Sergei Gorbunov, a spokesman for the Russian Space Agency, told the ITAR-Tass news agency it could be years before flights resume.
He said Russian Soyuz rockets should be used to ferry crews back and forth to the International Space Station instead.
Mr Gorbunov said: "It's absolutely obvious that shuttle flights will be stopped, possibly for some years, until the final determination of the cause of the Columbia accident."
If US shuttles are grounded, only Russian Soyuz rockets would be capable of taking space crews to and from the space station, the news agency quoted him as saying.
Soyuz rockets are currently used to send Russian crews to the space station for short visits, and for emergency escape capsules. US space shuttles have been used to ferry permanent crews back and forth.
The Russian Space Agency says its planned launch of a cargo ship to the International Space Station will go forward ahead as planned on Sunday, despite the events in the US.
Story filed: 19:40 Saturday 1st February 2003
Betting here that the program will forge ahead despite lawsuits from debris victims in Texas and lots of indignant speeches from left-wing Democrats, who have been against the space program from its inception because "the money could be better spent on the poor here on Earth."

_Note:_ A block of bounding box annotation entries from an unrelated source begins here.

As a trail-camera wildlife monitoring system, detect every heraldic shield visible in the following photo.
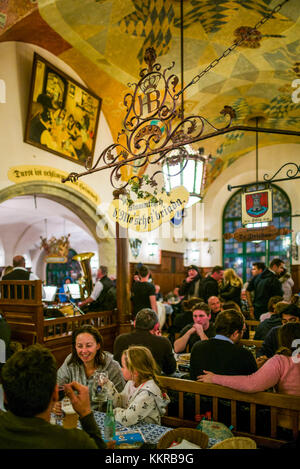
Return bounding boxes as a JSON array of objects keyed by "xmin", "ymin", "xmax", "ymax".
[{"xmin": 246, "ymin": 191, "xmax": 269, "ymax": 218}]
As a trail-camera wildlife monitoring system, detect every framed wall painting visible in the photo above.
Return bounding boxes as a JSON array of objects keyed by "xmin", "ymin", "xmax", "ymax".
[{"xmin": 25, "ymin": 53, "xmax": 102, "ymax": 166}]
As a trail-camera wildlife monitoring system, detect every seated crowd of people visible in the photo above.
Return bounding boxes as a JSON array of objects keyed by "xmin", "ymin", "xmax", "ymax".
[{"xmin": 0, "ymin": 259, "xmax": 300, "ymax": 449}]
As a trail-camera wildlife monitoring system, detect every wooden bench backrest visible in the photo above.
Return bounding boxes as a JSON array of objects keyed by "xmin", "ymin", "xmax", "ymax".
[
  {"xmin": 0, "ymin": 280, "xmax": 117, "ymax": 363},
  {"xmin": 0, "ymin": 280, "xmax": 44, "ymax": 345},
  {"xmin": 159, "ymin": 376, "xmax": 300, "ymax": 448}
]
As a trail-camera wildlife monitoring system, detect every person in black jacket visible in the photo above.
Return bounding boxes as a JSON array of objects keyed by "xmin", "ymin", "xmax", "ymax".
[
  {"xmin": 179, "ymin": 265, "xmax": 202, "ymax": 300},
  {"xmin": 256, "ymin": 305, "xmax": 300, "ymax": 363},
  {"xmin": 114, "ymin": 308, "xmax": 176, "ymax": 375},
  {"xmin": 220, "ymin": 269, "xmax": 243, "ymax": 306},
  {"xmin": 190, "ymin": 309, "xmax": 257, "ymax": 380},
  {"xmin": 248, "ymin": 258, "xmax": 284, "ymax": 320},
  {"xmin": 78, "ymin": 265, "xmax": 117, "ymax": 312},
  {"xmin": 0, "ymin": 344, "xmax": 107, "ymax": 449},
  {"xmin": 201, "ymin": 265, "xmax": 224, "ymax": 303}
]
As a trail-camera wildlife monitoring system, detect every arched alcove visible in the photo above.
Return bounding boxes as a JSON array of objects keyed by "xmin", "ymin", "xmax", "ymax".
[{"xmin": 0, "ymin": 181, "xmax": 115, "ymax": 276}]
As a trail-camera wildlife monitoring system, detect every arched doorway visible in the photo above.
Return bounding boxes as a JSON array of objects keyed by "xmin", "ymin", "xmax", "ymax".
[
  {"xmin": 0, "ymin": 181, "xmax": 115, "ymax": 278},
  {"xmin": 223, "ymin": 184, "xmax": 291, "ymax": 282}
]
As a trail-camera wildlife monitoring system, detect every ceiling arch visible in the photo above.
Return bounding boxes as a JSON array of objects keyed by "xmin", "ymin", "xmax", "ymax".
[{"xmin": 0, "ymin": 0, "xmax": 300, "ymax": 190}]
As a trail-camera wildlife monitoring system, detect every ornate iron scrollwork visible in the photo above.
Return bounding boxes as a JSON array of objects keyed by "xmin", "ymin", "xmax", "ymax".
[
  {"xmin": 63, "ymin": 48, "xmax": 235, "ymax": 189},
  {"xmin": 264, "ymin": 163, "xmax": 300, "ymax": 182}
]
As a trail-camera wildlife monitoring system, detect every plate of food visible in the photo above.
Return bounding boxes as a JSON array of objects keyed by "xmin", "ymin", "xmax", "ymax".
[{"xmin": 178, "ymin": 353, "xmax": 191, "ymax": 362}]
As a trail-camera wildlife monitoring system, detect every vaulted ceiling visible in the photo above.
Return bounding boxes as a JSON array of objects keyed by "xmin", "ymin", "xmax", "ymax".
[{"xmin": 0, "ymin": 0, "xmax": 300, "ymax": 192}]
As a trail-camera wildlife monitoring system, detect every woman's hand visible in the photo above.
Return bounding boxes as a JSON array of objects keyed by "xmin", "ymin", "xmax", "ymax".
[
  {"xmin": 256, "ymin": 355, "xmax": 268, "ymax": 368},
  {"xmin": 52, "ymin": 401, "xmax": 63, "ymax": 415},
  {"xmin": 65, "ymin": 381, "xmax": 92, "ymax": 417},
  {"xmin": 197, "ymin": 370, "xmax": 215, "ymax": 383}
]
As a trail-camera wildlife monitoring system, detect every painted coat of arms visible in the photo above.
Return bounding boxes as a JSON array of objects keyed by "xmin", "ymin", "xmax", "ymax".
[{"xmin": 242, "ymin": 189, "xmax": 273, "ymax": 225}]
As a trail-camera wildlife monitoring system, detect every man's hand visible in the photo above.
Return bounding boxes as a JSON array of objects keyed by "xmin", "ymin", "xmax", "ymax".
[
  {"xmin": 256, "ymin": 355, "xmax": 268, "ymax": 368},
  {"xmin": 197, "ymin": 370, "xmax": 215, "ymax": 383},
  {"xmin": 65, "ymin": 381, "xmax": 92, "ymax": 417},
  {"xmin": 193, "ymin": 324, "xmax": 204, "ymax": 337},
  {"xmin": 185, "ymin": 277, "xmax": 194, "ymax": 283}
]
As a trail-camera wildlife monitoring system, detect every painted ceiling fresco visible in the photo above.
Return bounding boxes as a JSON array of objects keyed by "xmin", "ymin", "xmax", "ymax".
[{"xmin": 0, "ymin": 0, "xmax": 300, "ymax": 192}]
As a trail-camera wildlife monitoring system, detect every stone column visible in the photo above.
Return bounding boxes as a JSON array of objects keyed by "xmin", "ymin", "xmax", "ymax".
[{"xmin": 113, "ymin": 190, "xmax": 131, "ymax": 334}]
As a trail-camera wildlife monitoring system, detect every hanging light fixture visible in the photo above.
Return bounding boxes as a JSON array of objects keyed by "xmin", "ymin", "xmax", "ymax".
[
  {"xmin": 163, "ymin": 145, "xmax": 209, "ymax": 208},
  {"xmin": 162, "ymin": 0, "xmax": 211, "ymax": 208}
]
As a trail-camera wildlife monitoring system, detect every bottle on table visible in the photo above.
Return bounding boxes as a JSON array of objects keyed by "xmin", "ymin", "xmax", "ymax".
[{"xmin": 104, "ymin": 399, "xmax": 116, "ymax": 441}]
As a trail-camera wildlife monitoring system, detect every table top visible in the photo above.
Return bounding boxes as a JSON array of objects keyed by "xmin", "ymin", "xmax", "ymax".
[
  {"xmin": 94, "ymin": 411, "xmax": 171, "ymax": 444},
  {"xmin": 94, "ymin": 411, "xmax": 220, "ymax": 448}
]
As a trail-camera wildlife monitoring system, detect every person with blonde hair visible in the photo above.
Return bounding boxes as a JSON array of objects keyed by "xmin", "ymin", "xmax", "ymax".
[
  {"xmin": 220, "ymin": 269, "xmax": 243, "ymax": 306},
  {"xmin": 104, "ymin": 345, "xmax": 170, "ymax": 426},
  {"xmin": 197, "ymin": 323, "xmax": 300, "ymax": 396}
]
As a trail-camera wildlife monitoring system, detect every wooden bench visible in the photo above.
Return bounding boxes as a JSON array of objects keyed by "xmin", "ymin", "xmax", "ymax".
[
  {"xmin": 159, "ymin": 376, "xmax": 300, "ymax": 448},
  {"xmin": 0, "ymin": 280, "xmax": 117, "ymax": 366}
]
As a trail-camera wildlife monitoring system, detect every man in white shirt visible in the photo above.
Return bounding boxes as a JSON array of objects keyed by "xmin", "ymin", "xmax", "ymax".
[{"xmin": 78, "ymin": 265, "xmax": 116, "ymax": 312}]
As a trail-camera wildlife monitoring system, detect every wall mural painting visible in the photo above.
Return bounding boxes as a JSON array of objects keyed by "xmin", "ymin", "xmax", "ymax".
[{"xmin": 25, "ymin": 54, "xmax": 101, "ymax": 165}]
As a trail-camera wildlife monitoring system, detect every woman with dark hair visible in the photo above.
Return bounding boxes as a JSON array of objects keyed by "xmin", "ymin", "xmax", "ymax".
[
  {"xmin": 198, "ymin": 322, "xmax": 300, "ymax": 396},
  {"xmin": 57, "ymin": 324, "xmax": 125, "ymax": 408}
]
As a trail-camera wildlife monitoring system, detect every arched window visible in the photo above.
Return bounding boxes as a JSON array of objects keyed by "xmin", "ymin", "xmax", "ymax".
[{"xmin": 223, "ymin": 184, "xmax": 291, "ymax": 282}]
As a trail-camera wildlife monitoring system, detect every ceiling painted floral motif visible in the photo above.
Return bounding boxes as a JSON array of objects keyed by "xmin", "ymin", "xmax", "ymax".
[{"xmin": 0, "ymin": 0, "xmax": 300, "ymax": 192}]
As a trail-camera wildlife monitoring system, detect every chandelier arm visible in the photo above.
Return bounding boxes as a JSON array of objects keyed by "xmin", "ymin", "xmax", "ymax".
[
  {"xmin": 264, "ymin": 162, "xmax": 300, "ymax": 182},
  {"xmin": 62, "ymin": 125, "xmax": 300, "ymax": 183}
]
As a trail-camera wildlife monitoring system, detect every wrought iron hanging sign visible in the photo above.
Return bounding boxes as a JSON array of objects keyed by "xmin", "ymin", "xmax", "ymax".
[
  {"xmin": 108, "ymin": 187, "xmax": 189, "ymax": 232},
  {"xmin": 223, "ymin": 225, "xmax": 291, "ymax": 243},
  {"xmin": 63, "ymin": 48, "xmax": 235, "ymax": 190},
  {"xmin": 62, "ymin": 0, "xmax": 299, "ymax": 203},
  {"xmin": 241, "ymin": 189, "xmax": 273, "ymax": 225}
]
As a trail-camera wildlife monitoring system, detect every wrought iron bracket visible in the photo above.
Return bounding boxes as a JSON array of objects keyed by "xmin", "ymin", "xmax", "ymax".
[{"xmin": 227, "ymin": 163, "xmax": 300, "ymax": 191}]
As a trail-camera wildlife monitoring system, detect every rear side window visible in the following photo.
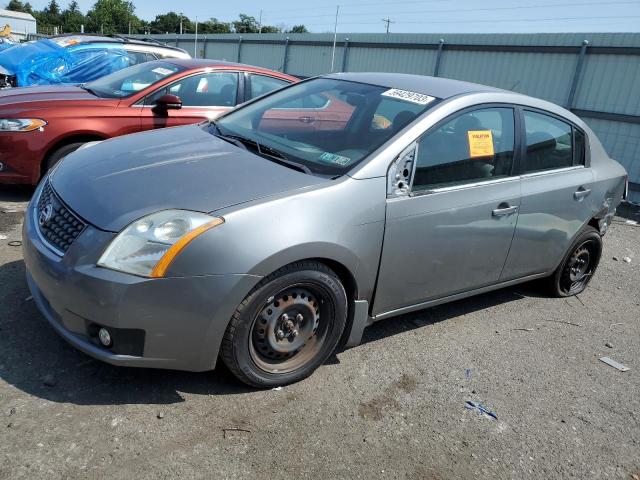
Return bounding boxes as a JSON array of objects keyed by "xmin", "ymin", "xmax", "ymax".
[
  {"xmin": 413, "ymin": 107, "xmax": 514, "ymax": 191},
  {"xmin": 523, "ymin": 111, "xmax": 584, "ymax": 173},
  {"xmin": 248, "ymin": 75, "xmax": 289, "ymax": 100}
]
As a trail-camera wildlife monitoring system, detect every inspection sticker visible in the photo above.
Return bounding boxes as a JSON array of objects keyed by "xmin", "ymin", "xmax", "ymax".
[
  {"xmin": 151, "ymin": 67, "xmax": 173, "ymax": 75},
  {"xmin": 382, "ymin": 88, "xmax": 436, "ymax": 105},
  {"xmin": 467, "ymin": 130, "xmax": 494, "ymax": 158},
  {"xmin": 320, "ymin": 152, "xmax": 351, "ymax": 165}
]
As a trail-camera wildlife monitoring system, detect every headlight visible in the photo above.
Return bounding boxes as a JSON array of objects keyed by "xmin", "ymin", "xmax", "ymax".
[
  {"xmin": 98, "ymin": 210, "xmax": 224, "ymax": 278},
  {"xmin": 0, "ymin": 118, "xmax": 47, "ymax": 132}
]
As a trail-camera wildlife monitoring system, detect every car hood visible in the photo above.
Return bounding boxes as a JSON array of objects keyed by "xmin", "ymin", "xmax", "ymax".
[
  {"xmin": 51, "ymin": 125, "xmax": 328, "ymax": 232},
  {"xmin": 0, "ymin": 85, "xmax": 99, "ymax": 105}
]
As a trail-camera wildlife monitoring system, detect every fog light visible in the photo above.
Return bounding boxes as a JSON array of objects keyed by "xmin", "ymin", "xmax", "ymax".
[{"xmin": 98, "ymin": 328, "xmax": 111, "ymax": 347}]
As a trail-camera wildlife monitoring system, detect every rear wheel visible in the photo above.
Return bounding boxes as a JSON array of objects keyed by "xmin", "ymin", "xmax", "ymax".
[
  {"xmin": 221, "ymin": 262, "xmax": 347, "ymax": 387},
  {"xmin": 42, "ymin": 142, "xmax": 85, "ymax": 175},
  {"xmin": 550, "ymin": 226, "xmax": 602, "ymax": 297}
]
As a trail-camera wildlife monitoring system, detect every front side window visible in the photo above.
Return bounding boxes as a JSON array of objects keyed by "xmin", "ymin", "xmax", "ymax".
[
  {"xmin": 522, "ymin": 111, "xmax": 584, "ymax": 173},
  {"xmin": 85, "ymin": 61, "xmax": 184, "ymax": 98},
  {"xmin": 413, "ymin": 107, "xmax": 515, "ymax": 191},
  {"xmin": 371, "ymin": 98, "xmax": 421, "ymax": 131},
  {"xmin": 145, "ymin": 72, "xmax": 238, "ymax": 107},
  {"xmin": 216, "ymin": 78, "xmax": 437, "ymax": 176},
  {"xmin": 248, "ymin": 74, "xmax": 289, "ymax": 100}
]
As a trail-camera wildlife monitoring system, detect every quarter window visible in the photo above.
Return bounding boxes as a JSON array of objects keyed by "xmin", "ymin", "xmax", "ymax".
[
  {"xmin": 146, "ymin": 72, "xmax": 238, "ymax": 107},
  {"xmin": 522, "ymin": 111, "xmax": 584, "ymax": 173},
  {"xmin": 413, "ymin": 107, "xmax": 514, "ymax": 190},
  {"xmin": 249, "ymin": 75, "xmax": 289, "ymax": 100}
]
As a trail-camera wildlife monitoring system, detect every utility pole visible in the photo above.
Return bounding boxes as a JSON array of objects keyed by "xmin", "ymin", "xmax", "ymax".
[
  {"xmin": 382, "ymin": 18, "xmax": 396, "ymax": 34},
  {"xmin": 331, "ymin": 5, "xmax": 340, "ymax": 73}
]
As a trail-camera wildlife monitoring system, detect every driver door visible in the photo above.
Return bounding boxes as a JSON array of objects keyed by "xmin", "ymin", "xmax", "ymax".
[
  {"xmin": 140, "ymin": 71, "xmax": 239, "ymax": 130},
  {"xmin": 373, "ymin": 106, "xmax": 520, "ymax": 315}
]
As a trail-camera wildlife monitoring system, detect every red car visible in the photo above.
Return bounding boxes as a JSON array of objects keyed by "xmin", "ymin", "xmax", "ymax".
[{"xmin": 0, "ymin": 59, "xmax": 298, "ymax": 184}]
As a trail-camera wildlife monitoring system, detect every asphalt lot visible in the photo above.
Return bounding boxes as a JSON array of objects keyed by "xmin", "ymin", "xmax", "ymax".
[{"xmin": 0, "ymin": 187, "xmax": 640, "ymax": 480}]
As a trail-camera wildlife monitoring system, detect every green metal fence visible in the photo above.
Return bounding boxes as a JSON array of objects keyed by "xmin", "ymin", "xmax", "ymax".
[{"xmin": 136, "ymin": 33, "xmax": 640, "ymax": 201}]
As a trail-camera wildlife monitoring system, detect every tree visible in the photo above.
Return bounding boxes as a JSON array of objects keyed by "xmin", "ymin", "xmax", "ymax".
[
  {"xmin": 231, "ymin": 13, "xmax": 260, "ymax": 33},
  {"xmin": 6, "ymin": 0, "xmax": 33, "ymax": 14},
  {"xmin": 287, "ymin": 25, "xmax": 309, "ymax": 33},
  {"xmin": 87, "ymin": 0, "xmax": 141, "ymax": 35},
  {"xmin": 60, "ymin": 0, "xmax": 87, "ymax": 33},
  {"xmin": 32, "ymin": 0, "xmax": 62, "ymax": 33}
]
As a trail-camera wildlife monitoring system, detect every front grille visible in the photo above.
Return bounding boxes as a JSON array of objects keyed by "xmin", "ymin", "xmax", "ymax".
[{"xmin": 35, "ymin": 180, "xmax": 86, "ymax": 254}]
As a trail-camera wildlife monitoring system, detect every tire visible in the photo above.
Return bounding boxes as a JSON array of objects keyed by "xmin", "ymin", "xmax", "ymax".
[
  {"xmin": 548, "ymin": 225, "xmax": 602, "ymax": 297},
  {"xmin": 42, "ymin": 142, "xmax": 86, "ymax": 176},
  {"xmin": 220, "ymin": 262, "xmax": 348, "ymax": 388}
]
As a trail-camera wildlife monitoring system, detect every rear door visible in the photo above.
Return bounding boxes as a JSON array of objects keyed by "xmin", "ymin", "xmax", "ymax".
[
  {"xmin": 502, "ymin": 109, "xmax": 595, "ymax": 280},
  {"xmin": 373, "ymin": 105, "xmax": 520, "ymax": 315},
  {"xmin": 140, "ymin": 71, "xmax": 243, "ymax": 130}
]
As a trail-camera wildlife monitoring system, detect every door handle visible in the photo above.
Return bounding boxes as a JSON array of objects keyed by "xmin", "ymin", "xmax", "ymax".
[
  {"xmin": 491, "ymin": 205, "xmax": 518, "ymax": 217},
  {"xmin": 573, "ymin": 187, "xmax": 591, "ymax": 201}
]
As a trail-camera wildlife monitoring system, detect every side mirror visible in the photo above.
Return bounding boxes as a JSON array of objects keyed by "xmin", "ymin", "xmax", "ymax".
[{"xmin": 153, "ymin": 94, "xmax": 182, "ymax": 113}]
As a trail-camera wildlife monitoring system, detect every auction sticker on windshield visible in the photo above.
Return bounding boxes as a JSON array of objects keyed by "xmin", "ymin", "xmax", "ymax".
[
  {"xmin": 382, "ymin": 88, "xmax": 436, "ymax": 105},
  {"xmin": 467, "ymin": 130, "xmax": 494, "ymax": 158}
]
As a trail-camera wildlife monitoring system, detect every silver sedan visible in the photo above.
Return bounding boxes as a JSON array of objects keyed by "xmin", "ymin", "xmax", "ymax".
[{"xmin": 24, "ymin": 73, "xmax": 626, "ymax": 387}]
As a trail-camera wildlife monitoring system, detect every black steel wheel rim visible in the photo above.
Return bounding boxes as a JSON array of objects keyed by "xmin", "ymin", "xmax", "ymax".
[
  {"xmin": 560, "ymin": 239, "xmax": 598, "ymax": 295},
  {"xmin": 249, "ymin": 283, "xmax": 335, "ymax": 374}
]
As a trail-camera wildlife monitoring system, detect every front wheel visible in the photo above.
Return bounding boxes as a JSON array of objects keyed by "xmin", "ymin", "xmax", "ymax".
[
  {"xmin": 549, "ymin": 226, "xmax": 602, "ymax": 297},
  {"xmin": 221, "ymin": 262, "xmax": 347, "ymax": 387}
]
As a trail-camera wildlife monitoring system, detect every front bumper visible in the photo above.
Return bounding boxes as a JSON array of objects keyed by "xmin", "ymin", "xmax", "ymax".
[{"xmin": 23, "ymin": 197, "xmax": 260, "ymax": 371}]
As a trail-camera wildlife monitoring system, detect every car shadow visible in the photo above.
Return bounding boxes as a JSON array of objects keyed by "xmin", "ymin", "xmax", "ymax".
[
  {"xmin": 0, "ymin": 260, "xmax": 537, "ymax": 405},
  {"xmin": 0, "ymin": 185, "xmax": 35, "ymax": 203},
  {"xmin": 616, "ymin": 202, "xmax": 640, "ymax": 223}
]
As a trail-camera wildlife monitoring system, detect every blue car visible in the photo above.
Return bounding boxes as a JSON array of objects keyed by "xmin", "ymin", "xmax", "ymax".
[{"xmin": 0, "ymin": 35, "xmax": 190, "ymax": 88}]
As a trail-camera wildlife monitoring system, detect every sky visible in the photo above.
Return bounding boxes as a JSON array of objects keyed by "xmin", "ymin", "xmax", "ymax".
[{"xmin": 17, "ymin": 0, "xmax": 640, "ymax": 33}]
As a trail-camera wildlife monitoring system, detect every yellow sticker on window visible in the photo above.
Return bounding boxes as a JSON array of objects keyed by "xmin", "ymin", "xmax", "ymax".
[{"xmin": 467, "ymin": 130, "xmax": 495, "ymax": 158}]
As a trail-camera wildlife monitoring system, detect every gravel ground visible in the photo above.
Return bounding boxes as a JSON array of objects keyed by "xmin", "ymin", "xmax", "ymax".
[{"xmin": 0, "ymin": 189, "xmax": 640, "ymax": 480}]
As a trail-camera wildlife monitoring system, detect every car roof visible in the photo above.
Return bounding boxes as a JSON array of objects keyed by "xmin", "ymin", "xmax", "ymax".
[
  {"xmin": 50, "ymin": 33, "xmax": 185, "ymax": 52},
  {"xmin": 324, "ymin": 72, "xmax": 506, "ymax": 99}
]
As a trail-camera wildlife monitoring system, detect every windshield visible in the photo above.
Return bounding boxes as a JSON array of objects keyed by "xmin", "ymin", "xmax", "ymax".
[
  {"xmin": 84, "ymin": 61, "xmax": 184, "ymax": 98},
  {"xmin": 216, "ymin": 78, "xmax": 435, "ymax": 176}
]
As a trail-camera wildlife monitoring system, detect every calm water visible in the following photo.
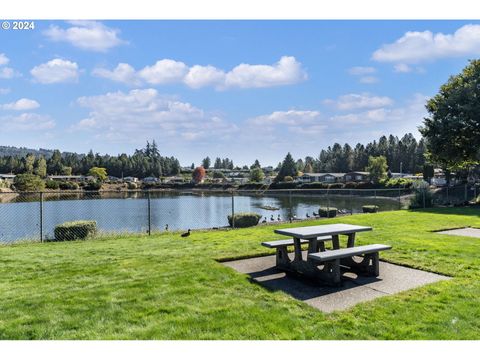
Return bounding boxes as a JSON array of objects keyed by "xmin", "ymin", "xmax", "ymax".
[{"xmin": 0, "ymin": 193, "xmax": 399, "ymax": 242}]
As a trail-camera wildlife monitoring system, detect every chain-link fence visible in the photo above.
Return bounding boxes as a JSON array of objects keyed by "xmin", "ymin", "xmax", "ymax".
[{"xmin": 0, "ymin": 186, "xmax": 480, "ymax": 243}]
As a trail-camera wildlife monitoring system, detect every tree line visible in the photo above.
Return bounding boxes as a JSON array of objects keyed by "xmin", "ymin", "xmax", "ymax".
[{"xmin": 0, "ymin": 141, "xmax": 181, "ymax": 178}]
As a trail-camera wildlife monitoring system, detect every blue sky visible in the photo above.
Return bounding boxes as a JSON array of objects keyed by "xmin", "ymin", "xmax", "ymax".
[{"xmin": 0, "ymin": 20, "xmax": 480, "ymax": 165}]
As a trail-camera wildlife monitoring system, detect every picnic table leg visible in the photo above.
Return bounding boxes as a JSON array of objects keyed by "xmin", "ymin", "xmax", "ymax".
[
  {"xmin": 332, "ymin": 235, "xmax": 340, "ymax": 250},
  {"xmin": 293, "ymin": 237, "xmax": 302, "ymax": 261},
  {"xmin": 347, "ymin": 233, "xmax": 355, "ymax": 247}
]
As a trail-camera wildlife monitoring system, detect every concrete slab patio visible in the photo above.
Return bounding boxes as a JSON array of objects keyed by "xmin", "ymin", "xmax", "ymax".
[
  {"xmin": 437, "ymin": 227, "xmax": 480, "ymax": 239},
  {"xmin": 223, "ymin": 255, "xmax": 450, "ymax": 313}
]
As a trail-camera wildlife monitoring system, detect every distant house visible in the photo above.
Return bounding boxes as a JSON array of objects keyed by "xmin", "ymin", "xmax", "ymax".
[
  {"xmin": 0, "ymin": 174, "xmax": 17, "ymax": 182},
  {"xmin": 123, "ymin": 176, "xmax": 138, "ymax": 182},
  {"xmin": 142, "ymin": 176, "xmax": 160, "ymax": 184},
  {"xmin": 345, "ymin": 171, "xmax": 370, "ymax": 182},
  {"xmin": 297, "ymin": 173, "xmax": 345, "ymax": 183},
  {"xmin": 47, "ymin": 175, "xmax": 85, "ymax": 182}
]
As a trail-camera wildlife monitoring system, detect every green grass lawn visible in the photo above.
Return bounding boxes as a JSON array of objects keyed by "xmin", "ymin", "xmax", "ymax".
[{"xmin": 0, "ymin": 208, "xmax": 480, "ymax": 339}]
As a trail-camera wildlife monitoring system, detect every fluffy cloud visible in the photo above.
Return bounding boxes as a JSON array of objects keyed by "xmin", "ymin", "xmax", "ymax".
[
  {"xmin": 372, "ymin": 25, "xmax": 480, "ymax": 64},
  {"xmin": 92, "ymin": 56, "xmax": 307, "ymax": 90},
  {"xmin": 30, "ymin": 59, "xmax": 78, "ymax": 84},
  {"xmin": 0, "ymin": 53, "xmax": 10, "ymax": 66},
  {"xmin": 248, "ymin": 110, "xmax": 320, "ymax": 126},
  {"xmin": 348, "ymin": 66, "xmax": 377, "ymax": 75},
  {"xmin": 75, "ymin": 89, "xmax": 236, "ymax": 143},
  {"xmin": 325, "ymin": 93, "xmax": 393, "ymax": 110},
  {"xmin": 0, "ymin": 98, "xmax": 40, "ymax": 111},
  {"xmin": 44, "ymin": 21, "xmax": 125, "ymax": 52},
  {"xmin": 0, "ymin": 113, "xmax": 55, "ymax": 131}
]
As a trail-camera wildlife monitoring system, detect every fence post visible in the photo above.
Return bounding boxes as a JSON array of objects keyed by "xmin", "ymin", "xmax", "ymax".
[
  {"xmin": 147, "ymin": 190, "xmax": 152, "ymax": 236},
  {"xmin": 232, "ymin": 190, "xmax": 235, "ymax": 229},
  {"xmin": 40, "ymin": 191, "xmax": 43, "ymax": 243}
]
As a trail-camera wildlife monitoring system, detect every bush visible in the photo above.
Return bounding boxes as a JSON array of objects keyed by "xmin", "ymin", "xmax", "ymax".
[
  {"xmin": 58, "ymin": 181, "xmax": 78, "ymax": 190},
  {"xmin": 45, "ymin": 180, "xmax": 60, "ymax": 190},
  {"xmin": 83, "ymin": 181, "xmax": 102, "ymax": 191},
  {"xmin": 13, "ymin": 174, "xmax": 45, "ymax": 191},
  {"xmin": 362, "ymin": 205, "xmax": 378, "ymax": 213},
  {"xmin": 55, "ymin": 220, "xmax": 97, "ymax": 241},
  {"xmin": 410, "ymin": 180, "xmax": 433, "ymax": 209},
  {"xmin": 318, "ymin": 207, "xmax": 338, "ymax": 217},
  {"xmin": 228, "ymin": 213, "xmax": 262, "ymax": 228}
]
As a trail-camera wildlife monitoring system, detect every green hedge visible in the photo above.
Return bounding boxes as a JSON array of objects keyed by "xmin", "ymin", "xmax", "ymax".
[
  {"xmin": 362, "ymin": 205, "xmax": 378, "ymax": 213},
  {"xmin": 228, "ymin": 213, "xmax": 262, "ymax": 228},
  {"xmin": 55, "ymin": 220, "xmax": 97, "ymax": 241},
  {"xmin": 318, "ymin": 207, "xmax": 338, "ymax": 217}
]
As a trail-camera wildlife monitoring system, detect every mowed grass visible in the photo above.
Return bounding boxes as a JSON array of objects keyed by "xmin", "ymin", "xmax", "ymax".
[{"xmin": 0, "ymin": 208, "xmax": 480, "ymax": 339}]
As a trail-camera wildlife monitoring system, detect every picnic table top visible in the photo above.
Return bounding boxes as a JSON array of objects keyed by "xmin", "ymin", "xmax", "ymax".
[{"xmin": 274, "ymin": 224, "xmax": 372, "ymax": 239}]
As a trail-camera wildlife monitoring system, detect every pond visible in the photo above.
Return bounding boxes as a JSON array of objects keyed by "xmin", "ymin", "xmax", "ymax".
[{"xmin": 0, "ymin": 192, "xmax": 408, "ymax": 242}]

If I recall, most of the Soviet space missions were lauched from a place called Red Star City on the edge of Siberia. There was no great media coverage of these events, no hoopla, no focus on the first woman in space, the first African-American in space, the first Israeli in space, the first left-handed, homosexual, brown-eyed man in space, etc. To the Soviets, those were not much different than military missions in which there were a lot of risks expected.
What a load of Barbara Steisand? The Soviets pulled lots of stunts in their space program, especially in the early years. They did make a big deal out of sending a woman (who was not a pilot) into orbit alone in 1963. They also were able to claim the first three man crew launched into orbit by eliminating the pressurized suits worn by their cosmonauts and using the space saved to put in an extra couch. Several years later this recklessness cost the live of three cosmonauts when their capsule depressurized during descent.
I do hope and pray that the current administration does something BOLD in the wake of this disaster.
Screw the predictable incomprehensible outbursts that we all know are coming from the dumbocrats, enviromentalists and others.
God Bless these heroes!!
This is going to sound insensitive, but I think it's appropriate. Look at the photos of the Columbia crew, and then go back and look at the photos of the Challenger crew in 1986. Notice the nice, multi-cultural aspect of these crews.
Now go back and look at the crew photos for the first half-dozen shuttle flights after they re-started the program a couple of years after the Challenger disaster, when the shuttle scheduled was arranged so as to give top priority to military payloads. Nothing multicultural or multi-ethnic about those crews -- THAT was a time when NASA was very serious about what it was doing.